The Fatal Attraction of Consensus Management
Everybody appears to think that management by consensus is the way to build a successful company. I get this advice from every possible direction. And who could disagree – you forge a consensus on your direction, strategy and every key issue, and then you have everyone pulling together with unified enthusiasm in the same direction. Who could argue with that?
I’m out. It doesn’t work and never will. People don’t all agree with each other, and when they all do, that is the best possible sign that you are all going in the wrong direction.
Don’t get me wrong. It’s crucial to put everything on the table for absolutely everyone to see. And I am all for vigorous, passionate, all out debates. Everybody gets their say in a respectful but very energetic atmosphere. But then a decision needs to get made, and you can’t have everyone holding a veto.

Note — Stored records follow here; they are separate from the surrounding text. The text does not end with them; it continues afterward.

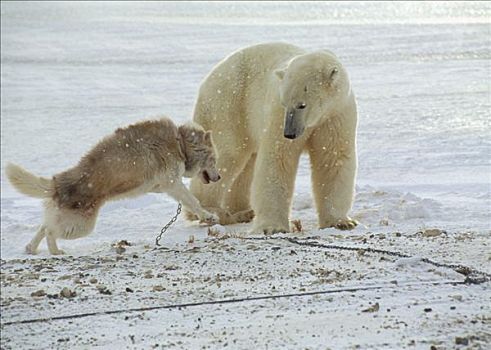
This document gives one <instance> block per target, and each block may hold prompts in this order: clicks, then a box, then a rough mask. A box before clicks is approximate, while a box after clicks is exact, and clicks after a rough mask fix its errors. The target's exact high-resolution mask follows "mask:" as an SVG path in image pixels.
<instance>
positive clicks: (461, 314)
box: [1, 2, 491, 349]
mask: <svg viewBox="0 0 491 350" xmlns="http://www.w3.org/2000/svg"><path fill="white" fill-rule="evenodd" d="M490 21H491V5H489V4H488V3H480V2H470V3H460V2H448V3H442V2H440V3H413V2H408V3H399V2H395V3H324V2H322V3H321V2H315V3H304V2H302V3H293V2H288V3H287V2H283V3H267V2H255V3H199V2H193V3H183V2H178V3H169V2H167V3H155V2H150V3H114V2H110V3H85V2H84V3H74V2H56V3H44V2H40V3H20V2H2V3H1V64H2V70H1V156H2V157H1V174H2V175H1V255H2V268H1V283H2V284H1V287H2V295H1V304H2V314H1V321H2V329H1V330H2V340H1V342H2V343H1V346H2V348H13V349H18V348H55V347H60V348H87V347H90V346H100V347H102V348H123V347H129V348H151V347H154V346H155V347H156V348H161V347H165V346H170V345H173V346H174V347H176V348H186V349H190V348H193V349H194V348H207V347H208V348H223V347H225V346H226V345H227V346H228V347H229V348H234V349H235V348H241V349H250V348H294V349H298V348H308V349H313V348H319V349H325V348H333V349H337V348H356V347H359V348H364V349H365V348H373V349H380V348H387V349H395V348H409V347H410V348H418V349H419V348H422V349H428V348H430V347H431V346H434V347H435V348H437V349H440V348H452V347H462V346H465V345H460V344H457V343H466V342H467V343H468V345H467V346H468V347H474V348H486V346H489V344H490V342H491V331H490V329H491V326H490V315H491V307H490V306H489V305H491V290H490V284H489V283H483V284H479V285H463V284H448V283H450V282H462V281H463V280H464V276H463V275H462V274H459V273H456V272H455V271H454V270H452V269H449V268H443V267H435V266H434V265H431V264H427V263H424V262H422V261H421V260H418V259H409V260H401V258H400V257H394V256H391V255H387V254H377V253H373V252H367V253H365V254H364V253H363V252H362V251H360V252H356V251H342V250H332V249H327V248H326V249H325V248H322V247H315V246H312V245H308V246H304V245H299V244H296V243H293V242H292V241H288V240H284V239H282V237H283V238H284V237H296V238H297V239H299V240H301V242H306V241H308V242H317V243H323V244H335V245H341V246H353V247H359V248H367V247H371V248H378V249H384V250H390V251H398V252H402V253H404V254H406V255H409V256H419V257H424V258H429V259H431V260H433V261H436V262H441V263H446V264H462V265H465V266H468V267H471V268H475V269H478V270H480V271H484V272H487V273H491V264H490V260H491V249H490V245H491V214H490V213H491V157H490V154H491V137H490V136H491V128H490V124H489V121H490V110H491V86H490V78H491V69H490V58H491V42H490V40H491V24H490ZM268 41H285V42H290V43H294V44H297V45H299V46H303V47H305V48H308V49H319V48H328V49H330V50H332V51H334V52H336V53H337V55H338V56H339V57H340V59H341V61H342V62H343V63H344V64H345V66H346V67H347V70H348V72H349V73H350V76H351V80H352V84H353V88H354V90H355V93H356V95H357V101H358V106H359V132H358V135H359V136H358V151H359V172H358V179H357V183H358V187H357V197H356V202H355V206H354V208H353V216H354V217H355V218H356V219H358V220H359V221H360V222H361V225H360V226H359V227H358V228H356V229H355V230H354V231H351V232H340V231H336V230H334V229H326V230H318V229H316V228H315V226H316V215H315V209H314V207H313V201H312V196H311V192H310V179H309V176H310V171H309V166H308V159H307V158H302V160H301V163H300V168H299V171H298V176H297V182H296V193H295V199H294V203H293V208H292V214H291V217H292V219H300V220H301V222H302V226H303V232H301V233H298V232H297V233H292V234H288V235H286V236H281V235H280V236H276V237H273V239H271V240H248V239H244V237H245V238H247V236H246V235H245V233H246V232H247V229H248V226H249V225H236V226H231V227H225V228H222V227H220V228H218V229H217V231H218V232H219V236H218V237H216V236H213V235H212V236H209V235H208V232H207V229H206V228H205V227H201V226H199V225H197V224H196V223H189V222H186V221H185V220H184V219H183V218H180V219H179V220H178V221H177V223H176V224H175V226H173V227H172V229H170V231H169V232H168V233H166V235H165V236H164V238H163V241H162V242H163V245H164V246H165V247H166V249H162V250H153V243H154V239H155V235H156V234H157V233H158V232H159V231H160V228H161V227H162V226H163V224H165V223H166V222H167V221H168V220H169V219H170V218H171V217H172V215H174V213H175V209H176V203H174V202H173V201H172V200H170V199H169V198H168V197H165V196H162V195H156V194H150V195H146V196H143V197H140V198H137V199H133V200H129V201H121V202H113V203H110V204H108V205H107V206H106V207H104V209H103V210H102V212H101V214H100V217H99V221H98V224H97V228H96V230H95V232H94V233H93V234H92V235H91V236H89V237H87V238H83V239H80V240H76V241H60V242H59V245H60V247H61V248H62V249H63V250H65V251H66V252H67V253H68V254H69V256H66V257H63V258H51V257H49V254H48V252H47V248H46V246H45V244H44V243H43V244H42V245H41V253H40V255H38V256H36V257H31V256H27V255H26V254H25V253H24V246H25V244H26V243H27V242H28V241H29V240H30V239H31V238H32V235H33V234H34V232H35V230H36V227H37V225H38V224H39V222H40V220H41V205H40V204H41V203H40V202H39V200H36V199H32V198H27V197H24V196H22V195H20V194H18V193H17V192H15V191H14V190H13V188H12V187H11V186H10V185H9V184H8V182H7V181H6V179H5V177H4V167H5V164H6V162H7V161H13V162H16V163H18V164H21V165H23V166H25V167H26V168H28V169H29V170H31V171H33V172H35V173H37V174H40V175H45V176H50V175H53V174H55V173H57V172H59V171H62V170H64V169H66V168H68V167H70V166H72V165H74V164H75V163H76V162H77V161H78V159H79V158H80V157H81V156H82V155H83V154H84V153H85V152H86V151H87V150H88V149H89V148H90V147H91V145H93V144H95V143H96V142H97V141H98V140H99V139H100V138H101V137H103V136H104V135H106V134H108V133H110V132H112V131H113V130H114V129H115V128H117V127H119V126H121V125H124V124H128V123H132V122H134V121H136V120H140V119H143V118H149V117H153V116H157V115H162V114H166V115H168V116H170V117H172V118H173V119H174V120H175V121H177V122H184V121H187V120H189V119H190V118H191V116H192V108H193V103H194V100H195V98H196V93H197V89H198V86H199V83H200V81H201V80H202V79H203V78H204V76H205V75H206V74H207V72H208V71H209V70H210V69H211V68H212V67H213V66H214V65H215V64H216V63H217V62H218V61H219V60H220V59H222V58H223V57H224V56H225V55H227V54H229V53H230V52H231V51H233V50H235V49H238V48H240V47H243V46H247V45H250V44H256V43H260V42H268ZM431 228H437V229H439V231H438V230H434V231H430V230H428V229H431ZM191 236H192V237H193V238H194V242H192V243H190V241H192V239H190V237H191ZM228 236H232V237H228ZM227 237H228V238H227ZM307 237H310V239H308V240H305V239H306V238H307ZM249 238H250V237H249ZM121 240H127V241H129V242H130V243H131V246H129V247H126V251H124V252H122V250H123V249H121V251H119V252H116V250H115V248H114V247H113V245H114V244H115V243H116V242H119V241H121ZM95 279H96V280H97V281H95ZM63 287H67V288H69V289H70V290H72V291H75V292H76V296H74V297H71V298H63V297H57V298H55V297H54V295H55V294H58V293H59V292H60V291H61V289H62V288H63ZM105 288H106V289H105ZM127 288H129V290H131V291H128V289H127ZM38 290H43V291H45V292H46V293H47V295H45V296H39V297H32V296H31V293H32V292H35V291H38ZM109 292H110V293H111V294H109ZM312 293H313V294H312ZM40 294H42V293H40ZM292 294H298V295H296V296H293V295H292ZM263 297H264V298H263ZM270 297H271V298H270ZM276 297H277V298H276ZM251 298H252V299H253V300H250V299H251ZM244 299H247V300H244ZM220 300H229V301H232V300H234V302H227V303H219V304H214V302H215V301H220ZM200 303H204V304H200ZM376 303H378V304H377V305H379V307H378V310H376V309H377V307H374V305H376ZM182 304H186V305H187V306H185V307H184V306H181V307H178V305H182ZM148 307H157V309H154V310H146V311H145V310H140V311H132V312H130V311H127V312H119V311H118V310H120V311H121V310H126V309H142V308H148ZM364 310H368V311H367V312H363V311H364ZM425 310H426V311H425ZM107 311H118V312H116V313H113V314H103V312H107ZM85 313H95V314H94V315H86V316H84V317H82V314H85ZM72 315H75V316H76V315H80V317H75V318H69V319H66V318H64V317H71V316H72ZM54 316H56V317H61V319H58V320H56V319H55V320H51V321H47V320H45V321H38V322H32V321H33V320H38V319H43V318H50V317H54ZM23 320H24V321H26V322H27V323H19V322H20V321H23ZM157 344H158V345H157Z"/></svg>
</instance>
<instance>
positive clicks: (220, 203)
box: [191, 43, 357, 234]
mask: <svg viewBox="0 0 491 350" xmlns="http://www.w3.org/2000/svg"><path fill="white" fill-rule="evenodd" d="M194 121H195V122H197V123H199V124H201V125H202V126H203V127H204V128H205V129H206V130H212V133H213V136H214V141H215V144H216V148H217V152H218V164H217V166H218V169H219V172H220V174H221V175H222V180H221V182H219V183H216V184H212V185H207V186H203V185H202V184H201V183H200V182H199V181H196V180H193V181H192V183H191V192H192V193H193V194H194V195H195V196H196V197H197V198H198V199H199V200H200V202H201V203H202V205H203V206H204V207H205V208H207V209H208V210H210V211H214V212H215V213H217V214H218V215H219V217H220V221H221V224H232V223H236V222H247V221H250V220H251V219H252V218H253V217H254V222H253V227H252V232H262V233H266V234H271V233H277V232H288V231H289V212H290V207H291V201H292V192H293V189H294V182H295V176H296V172H297V167H298V161H299V158H300V155H301V153H302V152H304V151H305V152H308V154H309V156H310V162H311V172H312V188H313V194H314V198H315V204H316V208H317V213H318V220H319V227H320V228H326V227H335V228H338V229H341V230H346V229H352V228H354V227H355V226H356V224H357V223H356V221H355V220H353V219H351V218H350V217H349V216H348V212H349V211H350V210H351V206H352V203H353V196H354V182H355V175H356V167H357V159H356V127H357V111H356V102H355V96H354V94H353V91H352V90H351V87H350V83H349V79H348V75H347V73H346V71H345V69H344V68H343V66H342V65H341V63H340V62H339V61H338V59H337V58H336V56H335V55H334V54H333V53H332V52H329V51H325V50H321V51H314V52H306V51H305V50H303V49H301V48H299V47H296V46H293V45H289V44H285V43H268V44H260V45H255V46H251V47H247V48H244V49H241V50H238V51H236V52H234V53H232V54H231V55H230V56H228V57H226V58H225V59H224V60H222V61H221V62H220V63H218V64H217V65H216V66H215V68H213V70H212V71H211V72H210V73H209V75H208V76H207V77H206V78H205V80H204V81H203V83H202V84H201V86H200V89H199V94H198V98H197V101H196V104H195V106H194ZM251 209H252V210H251Z"/></svg>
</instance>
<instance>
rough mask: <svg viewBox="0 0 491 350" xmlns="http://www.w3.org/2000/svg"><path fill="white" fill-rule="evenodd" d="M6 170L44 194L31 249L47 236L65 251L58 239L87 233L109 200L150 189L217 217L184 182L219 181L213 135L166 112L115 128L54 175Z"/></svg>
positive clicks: (207, 216) (130, 195)
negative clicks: (88, 149)
mask: <svg viewBox="0 0 491 350" xmlns="http://www.w3.org/2000/svg"><path fill="white" fill-rule="evenodd" d="M6 175H7V177H8V179H9V181H10V182H11V183H12V185H13V186H14V187H15V188H16V189H17V190H18V191H19V192H21V193H23V194H25V195H28V196H31V197H36V198H43V199H44V221H43V223H42V224H41V226H40V227H39V230H38V231H37V234H36V236H35V237H34V238H33V239H32V240H31V242H30V243H29V244H28V245H27V246H26V251H27V252H28V253H30V254H36V252H37V248H38V246H39V243H40V242H41V240H42V239H43V238H44V237H46V241H47V243H48V249H49V252H50V253H51V254H53V255H58V254H63V251H62V250H60V249H58V246H57V244H56V240H57V239H76V238H80V237H84V236H87V235H89V234H90V233H91V232H92V230H93V229H94V226H95V223H96V219H97V215H98V212H99V209H100V208H101V207H102V206H103V205H104V203H105V202H107V201H110V200H117V199H123V198H128V197H136V196H139V195H143V194H145V193H148V192H165V193H167V194H168V195H170V196H171V197H173V198H174V199H175V200H177V201H179V202H181V203H182V204H183V205H184V207H185V208H186V209H187V210H189V211H191V212H193V213H194V214H195V215H196V216H197V217H198V218H199V219H200V220H201V221H202V222H205V223H207V224H214V223H217V222H218V217H217V216H216V215H215V214H212V213H210V212H208V211H206V210H205V209H203V208H202V206H201V205H200V203H199V201H198V200H197V199H196V198H195V197H194V196H193V195H192V194H191V192H189V191H188V189H187V188H186V186H185V185H184V184H183V183H182V177H183V176H184V177H194V176H197V177H199V178H200V179H201V181H203V183H205V184H208V183H210V182H216V181H218V180H220V174H219V173H218V171H217V168H216V151H215V147H214V145H213V141H212V138H211V134H210V132H209V131H208V132H206V131H205V130H204V129H203V128H202V127H201V126H199V125H198V124H195V123H188V124H184V125H181V126H179V127H178V126H176V125H175V124H174V123H173V122H172V121H171V120H170V119H168V118H165V117H164V118H161V119H158V120H147V121H142V122H139V123H136V124H133V125H130V126H127V127H124V128H119V129H117V130H116V131H115V132H114V133H113V134H111V135H109V136H107V137H105V138H104V139H103V140H102V141H100V142H99V143H98V144H97V145H96V146H95V147H94V148H92V149H91V150H90V151H89V152H88V153H87V154H86V155H85V156H84V157H82V159H81V160H80V162H79V163H78V165H76V166H75V167H73V168H71V169H69V170H66V171H64V172H61V173H59V174H56V175H54V176H53V177H52V178H45V177H39V176H36V175H34V174H31V173H30V172H28V171H27V170H25V169H23V168H22V167H20V166H18V165H15V164H12V163H9V164H8V165H7V167H6Z"/></svg>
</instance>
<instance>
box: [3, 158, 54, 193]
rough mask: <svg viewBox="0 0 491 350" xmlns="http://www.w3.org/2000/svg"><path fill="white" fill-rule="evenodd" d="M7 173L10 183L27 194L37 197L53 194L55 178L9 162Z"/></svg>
mask: <svg viewBox="0 0 491 350" xmlns="http://www.w3.org/2000/svg"><path fill="white" fill-rule="evenodd" d="M5 174H6V175H7V178H8V179H9V181H10V183H11V184H12V185H13V186H14V187H15V188H16V189H17V191H19V192H20V193H23V194H25V195H28V196H31V197H36V198H49V197H51V196H52V195H53V192H54V184H53V180H51V179H47V178H44V177H40V176H36V175H34V174H31V173H30V172H28V171H27V170H25V169H23V168H22V167H20V166H18V165H15V164H12V163H9V164H7V167H6V168H5Z"/></svg>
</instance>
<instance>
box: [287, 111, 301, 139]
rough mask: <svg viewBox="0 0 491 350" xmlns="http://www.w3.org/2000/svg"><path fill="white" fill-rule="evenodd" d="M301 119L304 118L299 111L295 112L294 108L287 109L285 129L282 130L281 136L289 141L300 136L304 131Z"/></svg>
mask: <svg viewBox="0 0 491 350" xmlns="http://www.w3.org/2000/svg"><path fill="white" fill-rule="evenodd" d="M303 119H304V116H303V113H302V112H301V111H297V110H296V109H294V108H288V109H287V110H286V113H285V128H284V130H283V136H284V137H286V138H287V139H290V140H293V139H296V138H297V137H299V136H301V135H302V134H303V131H304V129H305V126H304V120H303Z"/></svg>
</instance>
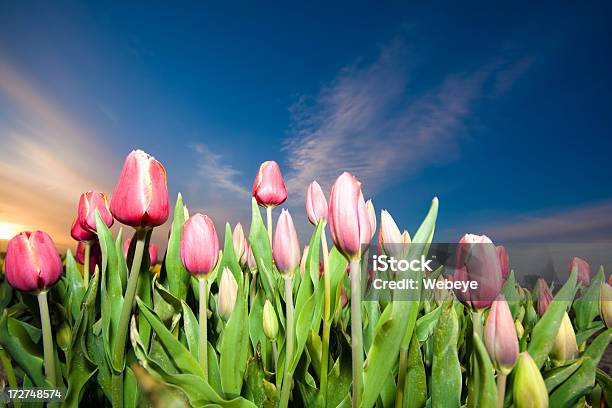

First, people don’t like change and are often threatened by it (sometimes justifiably, sometimes not). If you are going to introduce real change, you will never get consensus. Second, if you do push for a consensus, the necessary compromise to get everyone to sign on will be profound, and likely fatal to the original initiative. Consensus can be good, it can never be great. In fact, the best, transformational decisions are always the most controversial.
Looking back, here are some things would not exist today if consensus was a prerequisite for moving forward:
- Our Alberta office;
- Our Human Resources Department;
- Our International Operations;
- Our Engineering/R&D Department;
- Our ClientFirst Focus;
Far better to take risks, to make mistakes - to have your reach exceed your grasp - than to suffer the eternal mediocrity of ‘consensus management’. This is a concept that needs to be slain.
Just one person’s view. Think we can get a consensus on that?